This former A++ lister was listed as a witness in a draft of the joint pretrial statement prepared by the defense in this case that recently got pushed out many months. Would they put him on the list submitted to the court. Yes, they would.
This blink and you will miss her celebrity, was just dumped by this permanent A+ list athlete/woman beater. Oh, she thinks they are still together. She won't be thinking that when he doesn't pay her rent next month. The next thing you know she will be starting another yacht search. He already moved someone into his house.
The opposition party leader in this European country reached out to their best friend and the next thing you know, this former A list athlete didn't have to go to jail for child p.orn like everyone else in the country would have.

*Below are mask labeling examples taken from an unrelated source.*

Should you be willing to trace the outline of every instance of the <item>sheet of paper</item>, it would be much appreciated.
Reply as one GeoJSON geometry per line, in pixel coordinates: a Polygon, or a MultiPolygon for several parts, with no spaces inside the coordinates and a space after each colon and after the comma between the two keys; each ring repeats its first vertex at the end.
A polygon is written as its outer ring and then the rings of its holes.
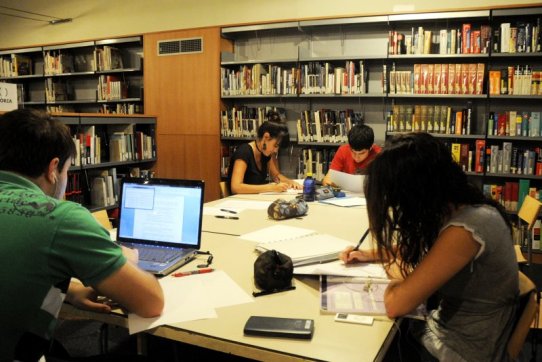
{"type": "Polygon", "coordinates": [[[215,206],[203,206],[203,215],[223,215],[223,216],[232,216],[235,215],[233,212],[223,211],[223,210],[230,210],[233,211],[235,214],[239,214],[242,209],[225,209],[223,207],[215,207],[215,206]]]}
{"type": "Polygon", "coordinates": [[[294,274],[305,275],[339,275],[362,278],[382,278],[387,275],[379,263],[344,264],[340,260],[324,264],[306,265],[294,268],[294,274]]]}
{"type": "Polygon", "coordinates": [[[215,205],[214,207],[219,209],[228,209],[236,210],[241,212],[246,209],[250,210],[267,210],[272,201],[252,201],[252,200],[238,200],[228,198],[221,202],[220,204],[215,205]]]}
{"type": "Polygon", "coordinates": [[[341,189],[358,194],[363,193],[363,180],[365,176],[351,175],[349,173],[336,170],[329,170],[329,176],[331,181],[341,189]]]}
{"type": "Polygon", "coordinates": [[[165,306],[161,316],[142,318],[128,315],[130,334],[164,324],[216,318],[215,308],[253,302],[254,298],[241,289],[223,271],[159,281],[164,291],[165,306]]]}
{"type": "Polygon", "coordinates": [[[300,236],[313,234],[314,230],[288,225],[273,225],[239,236],[241,239],[255,241],[260,244],[278,240],[295,239],[300,236]]]}
{"type": "Polygon", "coordinates": [[[367,205],[367,200],[365,197],[334,197],[331,199],[326,200],[320,200],[320,202],[323,202],[324,204],[331,204],[335,206],[342,206],[342,207],[351,207],[351,206],[365,206],[367,205]]]}

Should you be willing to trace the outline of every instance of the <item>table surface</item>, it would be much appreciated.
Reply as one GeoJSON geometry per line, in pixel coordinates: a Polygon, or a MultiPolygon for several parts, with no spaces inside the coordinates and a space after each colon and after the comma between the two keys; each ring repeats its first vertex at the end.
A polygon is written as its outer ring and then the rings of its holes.
{"type": "MultiPolygon", "coordinates": [[[[270,196],[246,199],[272,201],[277,198],[270,196]]],[[[206,205],[213,206],[221,201],[206,205]]],[[[214,268],[225,271],[251,294],[255,290],[253,264],[258,254],[254,242],[236,235],[276,223],[313,229],[355,244],[367,227],[367,217],[364,207],[343,208],[319,203],[310,203],[306,217],[284,221],[269,219],[265,210],[245,210],[239,214],[239,220],[206,215],[201,249],[213,253],[214,268]]],[[[180,270],[194,269],[198,262],[193,261],[180,270]]],[[[335,322],[333,314],[322,313],[319,309],[317,276],[295,276],[294,285],[295,290],[254,298],[253,303],[218,308],[218,318],[160,326],[146,333],[258,360],[373,361],[383,358],[396,331],[392,320],[378,317],[372,326],[335,322]],[[244,336],[244,324],[253,315],[314,319],[314,336],[312,340],[244,336]]],[[[117,311],[98,315],[65,306],[61,317],[78,315],[126,326],[121,314],[117,311]]]]}

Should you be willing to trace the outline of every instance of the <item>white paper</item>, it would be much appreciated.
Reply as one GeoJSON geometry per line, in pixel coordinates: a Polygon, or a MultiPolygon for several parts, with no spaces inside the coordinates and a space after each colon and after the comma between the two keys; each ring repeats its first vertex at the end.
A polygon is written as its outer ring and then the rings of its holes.
{"type": "Polygon", "coordinates": [[[324,264],[305,265],[294,268],[294,274],[304,275],[339,275],[362,278],[386,279],[386,271],[380,263],[344,264],[340,260],[324,264]]]}
{"type": "Polygon", "coordinates": [[[181,278],[168,276],[160,279],[159,283],[165,298],[162,315],[142,318],[128,314],[130,334],[164,324],[216,318],[215,308],[254,301],[223,271],[181,278]]]}
{"type": "Polygon", "coordinates": [[[363,193],[364,175],[351,175],[346,172],[329,170],[329,176],[331,181],[341,189],[358,194],[363,193]]]}
{"type": "Polygon", "coordinates": [[[272,201],[252,201],[252,200],[238,200],[228,198],[224,202],[215,205],[219,209],[237,210],[239,212],[250,210],[267,210],[272,201]]]}
{"type": "Polygon", "coordinates": [[[270,243],[279,240],[295,239],[301,236],[313,234],[310,229],[298,228],[288,225],[273,225],[260,230],[239,236],[241,239],[255,241],[259,244],[270,243]]]}
{"type": "Polygon", "coordinates": [[[365,197],[333,197],[331,199],[320,200],[324,204],[331,204],[335,206],[351,207],[351,206],[365,206],[367,200],[365,197]]]}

Over the past few years, people have been wondering why this former 60s and 70s A list folk star has been wearing big Dolly Parton like wigs. They wondered if she was sick with cancer. Nope, turns out she had had surgery on her hand and when she woke up from the anesthesia, her hair had fallen out. It grew back, but not in the way she wanted it to, so she shaved her head and now has a collection of wigs that she wears.

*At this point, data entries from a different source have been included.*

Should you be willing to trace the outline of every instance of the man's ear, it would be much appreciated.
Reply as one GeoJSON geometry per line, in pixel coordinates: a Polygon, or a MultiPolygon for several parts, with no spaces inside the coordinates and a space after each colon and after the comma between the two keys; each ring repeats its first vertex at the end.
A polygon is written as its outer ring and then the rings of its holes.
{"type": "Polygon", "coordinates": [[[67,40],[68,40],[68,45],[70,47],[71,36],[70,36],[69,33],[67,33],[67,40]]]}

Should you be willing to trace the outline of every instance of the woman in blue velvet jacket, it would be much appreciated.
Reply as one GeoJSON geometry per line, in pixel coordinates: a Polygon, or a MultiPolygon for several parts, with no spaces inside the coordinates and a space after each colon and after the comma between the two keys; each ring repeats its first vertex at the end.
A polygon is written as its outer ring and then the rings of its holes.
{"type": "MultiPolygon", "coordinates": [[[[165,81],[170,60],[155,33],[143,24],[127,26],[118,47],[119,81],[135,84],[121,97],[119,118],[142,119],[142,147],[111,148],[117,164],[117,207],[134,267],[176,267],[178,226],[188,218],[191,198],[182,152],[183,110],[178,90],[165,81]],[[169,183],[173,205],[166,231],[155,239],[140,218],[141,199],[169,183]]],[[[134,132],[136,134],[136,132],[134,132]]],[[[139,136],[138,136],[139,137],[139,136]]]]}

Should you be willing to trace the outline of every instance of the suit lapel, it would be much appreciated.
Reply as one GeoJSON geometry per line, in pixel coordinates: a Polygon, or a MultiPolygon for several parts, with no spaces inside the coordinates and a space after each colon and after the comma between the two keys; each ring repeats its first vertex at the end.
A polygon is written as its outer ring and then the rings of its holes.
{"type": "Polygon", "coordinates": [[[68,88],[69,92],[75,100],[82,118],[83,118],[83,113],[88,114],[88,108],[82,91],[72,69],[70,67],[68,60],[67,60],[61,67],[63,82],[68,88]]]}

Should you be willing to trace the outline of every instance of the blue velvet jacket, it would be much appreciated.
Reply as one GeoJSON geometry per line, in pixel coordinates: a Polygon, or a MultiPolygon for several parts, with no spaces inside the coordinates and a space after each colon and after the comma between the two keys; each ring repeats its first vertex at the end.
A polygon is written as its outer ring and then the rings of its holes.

The whole IP thing is really important to this really wealthy former tech guy turned wannabe Emperor of the world. With all of the crops he wants to plant on all the farm land he owns, it is his plan that the only food that will be eaten in the world will come from his crops and his GMO's. If you don't agree to his crops and seeds and food, than you don't eat.
That long latest social media post from the permanent A list "singer" was written by a publicist who then had it approved by three people before sending it out. Apparently the biggest argument was how many y'alls to use.

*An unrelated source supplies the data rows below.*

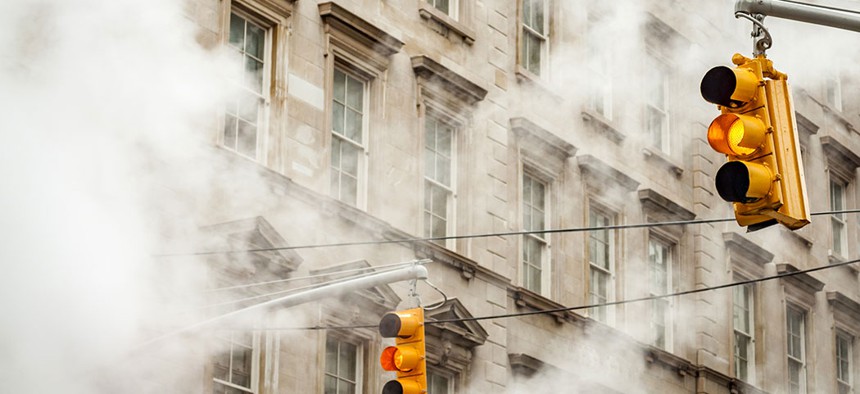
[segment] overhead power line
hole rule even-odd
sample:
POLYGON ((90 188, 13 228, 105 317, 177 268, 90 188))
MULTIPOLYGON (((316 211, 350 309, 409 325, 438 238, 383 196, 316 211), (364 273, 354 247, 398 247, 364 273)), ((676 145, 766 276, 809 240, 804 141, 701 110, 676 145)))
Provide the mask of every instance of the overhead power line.
MULTIPOLYGON (((841 210, 841 211, 814 212, 811 215, 812 216, 822 216, 822 215, 834 215, 834 214, 845 214, 845 213, 860 213, 860 209, 846 209, 846 210, 841 210)), ((451 236, 446 236, 446 237, 401 238, 401 239, 386 239, 386 240, 375 240, 375 241, 353 241, 353 242, 336 242, 336 243, 325 243, 325 244, 308 244, 308 245, 297 245, 297 246, 279 246, 279 247, 271 247, 271 248, 254 248, 254 249, 239 249, 239 250, 213 250, 213 251, 184 252, 184 253, 162 253, 162 254, 155 254, 153 256, 154 257, 183 257, 183 256, 189 257, 189 256, 219 255, 219 254, 276 252, 276 251, 281 251, 281 250, 320 249, 320 248, 335 248, 335 247, 344 247, 344 246, 364 246, 364 245, 385 245, 385 244, 398 244, 398 243, 433 242, 433 241, 447 241, 447 240, 457 240, 457 239, 507 237, 507 236, 518 236, 518 235, 527 235, 527 234, 558 234, 558 233, 578 233, 578 232, 585 232, 585 231, 601 231, 601 230, 631 230, 631 229, 639 229, 639 228, 652 228, 652 227, 682 226, 682 225, 690 225, 690 224, 708 224, 708 223, 731 222, 734 220, 736 220, 736 219, 735 218, 719 218, 719 219, 675 220, 675 221, 666 221, 666 222, 617 224, 617 225, 611 225, 611 226, 570 227, 570 228, 547 229, 547 230, 523 230, 523 231, 506 231, 506 232, 483 233, 483 234, 451 235, 451 236)))
MULTIPOLYGON (((749 285, 753 283, 765 282, 774 279, 787 278, 796 275, 808 274, 810 272, 822 271, 836 267, 844 267, 851 264, 856 264, 860 262, 860 259, 845 261, 841 263, 828 264, 821 267, 809 268, 805 270, 793 271, 793 272, 783 272, 781 274, 765 276, 757 279, 743 280, 739 282, 726 283, 717 286, 711 287, 703 287, 700 289, 693 290, 685 290, 677 293, 663 294, 663 295, 654 295, 640 298, 632 298, 627 300, 619 300, 619 301, 611 301, 611 302, 602 302, 598 304, 588 304, 588 305, 579 305, 572 307, 561 307, 561 308, 552 308, 552 309, 540 309, 528 312, 518 312, 518 313, 506 313, 501 315, 487 315, 487 316, 477 316, 477 317, 469 317, 469 318, 459 318, 459 319, 442 319, 442 320, 427 320, 425 324, 443 324, 443 323, 458 323, 458 322, 466 322, 466 321, 481 321, 481 320, 494 320, 494 319, 508 319, 512 317, 522 317, 522 316, 533 316, 533 315, 543 315, 543 314, 551 314, 551 313, 560 313, 560 312, 571 312, 583 309, 592 309, 592 308, 601 308, 613 305, 624 305, 624 304, 632 304, 636 302, 642 301, 651 301, 651 300, 659 300, 663 298, 672 298, 672 297, 680 297, 684 295, 704 293, 707 291, 714 291, 720 289, 726 289, 734 286, 743 286, 749 285)), ((376 325, 354 325, 354 326, 307 326, 307 327, 268 327, 268 328, 254 328, 255 331, 294 331, 294 330, 349 330, 349 329, 358 329, 358 328, 374 328, 376 325)))

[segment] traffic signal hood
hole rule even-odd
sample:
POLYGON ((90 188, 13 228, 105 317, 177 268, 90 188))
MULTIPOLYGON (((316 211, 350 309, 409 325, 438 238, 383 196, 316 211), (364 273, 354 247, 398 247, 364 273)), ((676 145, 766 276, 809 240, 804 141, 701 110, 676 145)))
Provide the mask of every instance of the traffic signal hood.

On this one of a kind Caribbean island, the prime minister allowed this jewel thief/convicted pedophile to return to his home country instead of serving a jail sentence. The prime minister did this because their head of security was in on the crime. Now, the people on the island want some heads.
Don't believe the rumors to get you to watch the reunion. The Barbie doll southern Housewife who has never had se.x with the lights on, is still talking to all the other cast members. She was just at a party with them last week.